The children were subject to regular beatings with a palmatoria, a wooden paddle with holes designed to reduce air resistance and increase pain. They were addressed not by their name, but by a number - Silva’s was number 23. Guard dogs ensured they stayed in line.
"One was called Poison, the male, and the female was called Trust," says Silva, who still lives in the area. "I try to avoid talking about it."
Argemiro dos Santos is another survivor. As a boy, he had been found on the streets and taken to an orphanage. Then Rocha Miranda came for him.
"They didn’t like black people at all," says Santos, now 89.
"There was punishment, from not giving us food to the palmatoria. It hurt a lot. Two hits sometimes. The most would be five because a person couldn’t stand it.
"There were photographs of Hitler and you were compelled to salute. I didn’t understand any of it."
Some of the surviving Rocha Miranda family say their forebears stopped supporting Nazism well before World War Two.
Maurice Rocha Miranda, great-nephew of Otavio and Osvaldo, also denies that the children on the farm were kept as “slaves”.
He told the Folha de Sao Paulo newspaperthat the orphans on the farm “had to be controlled, but were never punished or enslaved”.
But Filho believes the survivors’ stories.
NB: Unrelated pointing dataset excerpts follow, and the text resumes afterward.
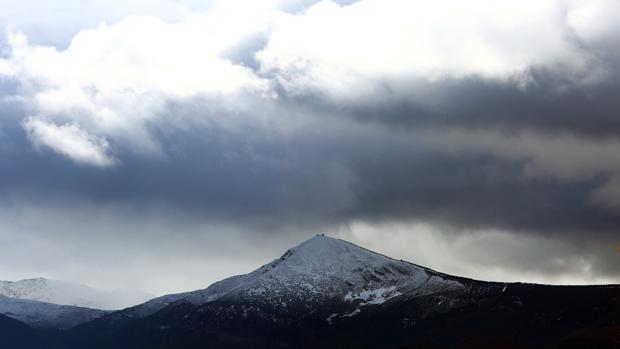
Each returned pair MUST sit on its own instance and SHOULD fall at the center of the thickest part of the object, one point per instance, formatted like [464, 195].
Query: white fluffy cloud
[348, 51]
[114, 80]
[71, 141]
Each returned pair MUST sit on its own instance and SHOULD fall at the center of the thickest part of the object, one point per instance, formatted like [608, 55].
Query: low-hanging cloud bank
[308, 116]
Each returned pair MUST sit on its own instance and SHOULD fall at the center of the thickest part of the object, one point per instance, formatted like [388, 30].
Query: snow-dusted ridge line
[67, 293]
[317, 270]
[44, 315]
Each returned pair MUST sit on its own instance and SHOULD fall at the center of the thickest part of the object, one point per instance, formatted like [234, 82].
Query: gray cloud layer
[481, 158]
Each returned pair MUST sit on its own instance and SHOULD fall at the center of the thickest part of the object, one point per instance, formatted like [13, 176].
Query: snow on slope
[46, 315]
[320, 269]
[66, 293]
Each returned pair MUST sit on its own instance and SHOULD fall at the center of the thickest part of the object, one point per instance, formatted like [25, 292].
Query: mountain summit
[329, 293]
[318, 271]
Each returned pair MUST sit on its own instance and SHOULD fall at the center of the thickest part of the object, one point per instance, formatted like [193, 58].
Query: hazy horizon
[164, 145]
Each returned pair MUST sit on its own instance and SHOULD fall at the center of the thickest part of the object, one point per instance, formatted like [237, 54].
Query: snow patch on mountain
[317, 270]
[66, 293]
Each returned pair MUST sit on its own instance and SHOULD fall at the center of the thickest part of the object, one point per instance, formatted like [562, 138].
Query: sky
[163, 145]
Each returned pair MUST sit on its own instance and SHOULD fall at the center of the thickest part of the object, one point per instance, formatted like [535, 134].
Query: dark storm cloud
[522, 156]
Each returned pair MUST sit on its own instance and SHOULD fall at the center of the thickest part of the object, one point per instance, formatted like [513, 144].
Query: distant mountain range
[66, 293]
[329, 293]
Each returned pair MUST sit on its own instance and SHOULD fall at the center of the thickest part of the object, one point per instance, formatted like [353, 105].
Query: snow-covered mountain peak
[330, 256]
[67, 293]
[319, 270]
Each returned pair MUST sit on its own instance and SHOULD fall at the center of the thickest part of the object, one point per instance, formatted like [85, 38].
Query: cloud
[362, 49]
[488, 132]
[70, 141]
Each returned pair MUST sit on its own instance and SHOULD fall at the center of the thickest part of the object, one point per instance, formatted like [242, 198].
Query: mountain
[318, 270]
[329, 293]
[66, 293]
[46, 315]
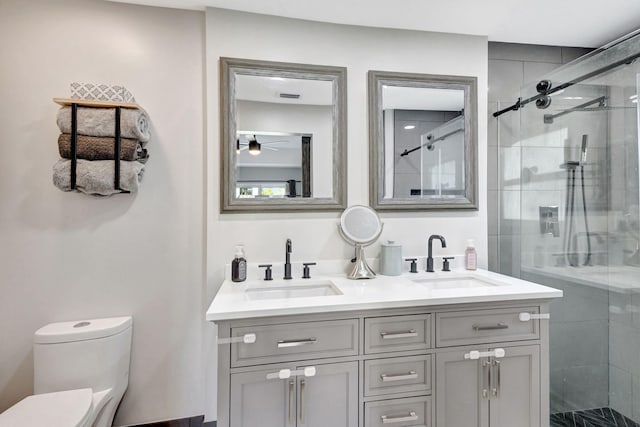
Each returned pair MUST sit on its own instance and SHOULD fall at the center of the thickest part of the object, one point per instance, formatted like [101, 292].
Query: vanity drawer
[397, 375]
[397, 333]
[485, 326]
[295, 341]
[411, 411]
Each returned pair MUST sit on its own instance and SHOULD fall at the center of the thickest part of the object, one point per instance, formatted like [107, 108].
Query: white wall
[66, 256]
[315, 236]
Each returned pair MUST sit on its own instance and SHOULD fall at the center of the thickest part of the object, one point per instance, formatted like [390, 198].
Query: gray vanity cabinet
[258, 401]
[490, 391]
[471, 365]
[328, 398]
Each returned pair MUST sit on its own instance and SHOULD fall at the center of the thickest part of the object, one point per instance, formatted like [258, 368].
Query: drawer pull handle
[401, 419]
[394, 335]
[500, 325]
[525, 317]
[296, 343]
[244, 339]
[283, 374]
[411, 375]
[475, 355]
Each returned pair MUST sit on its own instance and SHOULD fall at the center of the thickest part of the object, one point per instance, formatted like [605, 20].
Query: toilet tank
[82, 354]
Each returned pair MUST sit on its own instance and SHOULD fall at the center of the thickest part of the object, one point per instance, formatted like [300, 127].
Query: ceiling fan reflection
[253, 146]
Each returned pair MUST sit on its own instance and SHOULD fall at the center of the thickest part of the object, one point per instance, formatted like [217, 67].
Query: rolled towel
[97, 177]
[101, 148]
[134, 123]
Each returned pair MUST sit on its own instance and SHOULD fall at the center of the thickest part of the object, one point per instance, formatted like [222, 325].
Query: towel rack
[74, 103]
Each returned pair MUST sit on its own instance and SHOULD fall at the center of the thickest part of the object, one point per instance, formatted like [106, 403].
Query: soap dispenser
[470, 256]
[239, 266]
[390, 259]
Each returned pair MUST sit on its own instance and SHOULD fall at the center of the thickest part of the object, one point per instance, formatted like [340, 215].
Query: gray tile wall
[511, 66]
[519, 182]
And despite it being a long time ago, both Silva and Santos - who have never met since - tell very similar, harrowing tales.
The orphans’ only respite came in football matches against teams of local farm workers such as the one pictured in the photograph with the swastika flag. Football was key to the ideology of the integralistas. Military parades took place at the Vasco da Gama football ground and the game was regularly used for propaganda purposes under Brazil’s dictator, Getulio Vargas.
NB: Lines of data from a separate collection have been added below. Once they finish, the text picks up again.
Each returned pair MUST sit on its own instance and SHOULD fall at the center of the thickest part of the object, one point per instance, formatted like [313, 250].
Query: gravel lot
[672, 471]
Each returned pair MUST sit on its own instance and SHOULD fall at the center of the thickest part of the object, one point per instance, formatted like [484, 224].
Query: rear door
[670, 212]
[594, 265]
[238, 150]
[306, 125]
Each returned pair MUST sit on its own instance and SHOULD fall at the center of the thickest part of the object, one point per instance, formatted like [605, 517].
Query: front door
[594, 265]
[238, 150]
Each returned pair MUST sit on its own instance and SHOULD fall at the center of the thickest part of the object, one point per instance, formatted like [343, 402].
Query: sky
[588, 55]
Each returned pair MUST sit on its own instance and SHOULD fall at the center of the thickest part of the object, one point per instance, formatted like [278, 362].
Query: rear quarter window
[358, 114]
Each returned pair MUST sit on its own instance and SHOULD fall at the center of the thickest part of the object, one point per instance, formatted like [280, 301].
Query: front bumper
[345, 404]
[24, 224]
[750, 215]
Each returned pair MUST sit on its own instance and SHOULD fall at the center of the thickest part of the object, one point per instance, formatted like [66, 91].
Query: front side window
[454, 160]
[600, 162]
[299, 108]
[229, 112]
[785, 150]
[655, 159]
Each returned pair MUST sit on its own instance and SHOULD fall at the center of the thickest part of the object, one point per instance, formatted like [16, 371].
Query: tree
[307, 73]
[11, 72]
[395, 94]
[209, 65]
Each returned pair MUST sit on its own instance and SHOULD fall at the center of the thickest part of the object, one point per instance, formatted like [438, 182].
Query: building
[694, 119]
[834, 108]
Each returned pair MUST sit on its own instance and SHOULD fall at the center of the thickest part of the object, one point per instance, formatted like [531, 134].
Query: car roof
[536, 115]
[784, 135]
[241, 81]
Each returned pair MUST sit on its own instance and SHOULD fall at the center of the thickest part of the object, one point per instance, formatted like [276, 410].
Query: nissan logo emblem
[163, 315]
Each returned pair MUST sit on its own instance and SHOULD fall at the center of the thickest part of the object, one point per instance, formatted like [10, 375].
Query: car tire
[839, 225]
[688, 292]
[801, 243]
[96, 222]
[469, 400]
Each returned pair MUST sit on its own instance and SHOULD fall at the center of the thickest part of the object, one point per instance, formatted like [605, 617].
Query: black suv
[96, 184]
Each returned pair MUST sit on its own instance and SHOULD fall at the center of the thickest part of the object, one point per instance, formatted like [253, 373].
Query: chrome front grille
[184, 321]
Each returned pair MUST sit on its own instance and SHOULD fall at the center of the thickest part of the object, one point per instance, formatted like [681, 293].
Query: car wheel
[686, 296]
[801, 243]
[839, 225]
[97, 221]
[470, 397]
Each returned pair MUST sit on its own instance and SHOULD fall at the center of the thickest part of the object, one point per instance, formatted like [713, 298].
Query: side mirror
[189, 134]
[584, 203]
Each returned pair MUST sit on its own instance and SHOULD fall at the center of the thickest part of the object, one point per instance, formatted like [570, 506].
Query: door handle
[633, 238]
"We’d have a kick around and it evolved," he says. "We had a championship - we were good at football. There was no problem."
But after several years, Santos had had enough.
"There was a gate and I left it ajar," he says. "Later that night, I was out of there. No-one saw."
Santos returned to Rio where, aged 14, he slept rough and worked as a newspaper seller. Then in 1942, after Brazil declared war on Germany, he joined the navy as a taifeiro, waiting on tables and washing up.
He had gone from working for Nazis, to fighting them.
"I was just fulfilling what Brazil needed to do," says Santos. "I couldn’t have hate for Hitler - I didn’t know the guy! I didn’t know who he was."
Santos went on patrol in Europe and then spent much of World War Two working on ships hunting submarines off the Brazilian coast.
Today Santos is known locally by his nickname Marujo - “sailor” - and proudly shows off a certificate and medal that recognises his war service. But he is also famous for another reason - as one of Brazil’s top footballers of the 1940s, becoming a midfielder for some of the biggest teams in Brazil.
"At that time professional players didn’t exist, it was all amateur," says Santos. "I played for Fluminense, Botafogo, Vasco da Gama. The players were all newspaper sellers and shoeshine boys."
Nowadays Santos lives a quiet life in south-western Brazil with Guilhermina, his wife of 61 years.
"I like to play my trumpet, I like to sit on the veranda, I like to have a cold beer. I have a lot of friends and they pass by and chat," he says.
Memories of the farm, though, are impossible to escape.
"Anyone who says they have had a good life since they were born is lying," he says. "Everyone has something bad that has happened in their life."